Institute of Modern Languages Research
What is Modern Languages Research?
Introduction, statements and definitions
Catherine Davies (IMLR); Charles Forsdick (Liverpool, AHRC); Charles Burdett (Bristol); Nicola McLelland (Nottingham)
A pilot workshop to discuss what constitutes Modern Languages as a disciplinary field and the defining features of Modern Languages research as practised in the UK.
The workshop continues the strategic objectives of several prominent studies and reports, initiated in 2008 with the post-RAE LLAS Subject Centre's 'Research Review in Modern Languages'; Michael Worton's 2009 review 'Modern Foreign Language Provision in Higher Education in England'; the 2011 IGRS-MHRA Debate 'The Future of UK Modern Languages'; the British Academy's four-year programme launched in 2011, resulting in reports and initiatives such as 'Lost for Words. The Need for Languages in UK Diplomacy and Security', 2013; 'Languages: The State of the Nation', 2013; 'Multilingual Britain', 2013; 'born Global. Rethinking Language Policy for 21stC Britain', 2014, and the Language Festival launched in partnership with The Guardian in 2014; the 'Manifesto for Languages' by the All-Party Parliamentary Group on Modern Languages, 2014, and the AHRC's strategic priority to articulate the value and importance of language-led research, as demonstrated in its Translating Cultures theme and its Open World Research Initiative.

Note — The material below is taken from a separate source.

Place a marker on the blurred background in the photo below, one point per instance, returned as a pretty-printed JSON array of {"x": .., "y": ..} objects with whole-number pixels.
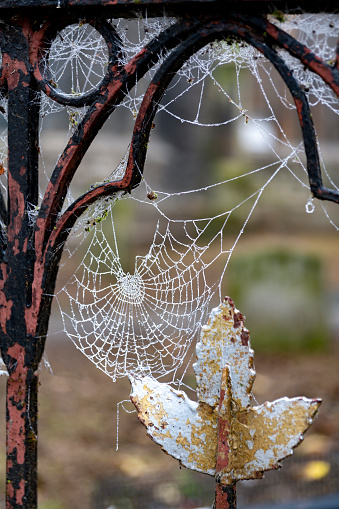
[{"x": 283, "y": 276}]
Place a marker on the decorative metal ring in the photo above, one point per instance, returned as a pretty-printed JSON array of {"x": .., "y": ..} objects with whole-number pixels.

The workshop will provide a space for informed discussion and debate among Modern Languages researchers based in the UK>. Modern Language researchers from other European countries, with different and distinctive disciplinary traditions and methodologies, will be invited to provide a comparative perspective and to give an external view on the specificities of UK Modern Languages research. Similarly, speakers from cognate disciplines such as English, history, linguistics will provide contrasting perspectives.
In the 2014 REF, Modern Languages research was assessed as a single disciplinary field. The proposed workshop aims to reflect on this experience and asks (following Worton): What is Modern Languages research and scholarship? How might Modern Languages research inspire the next generation?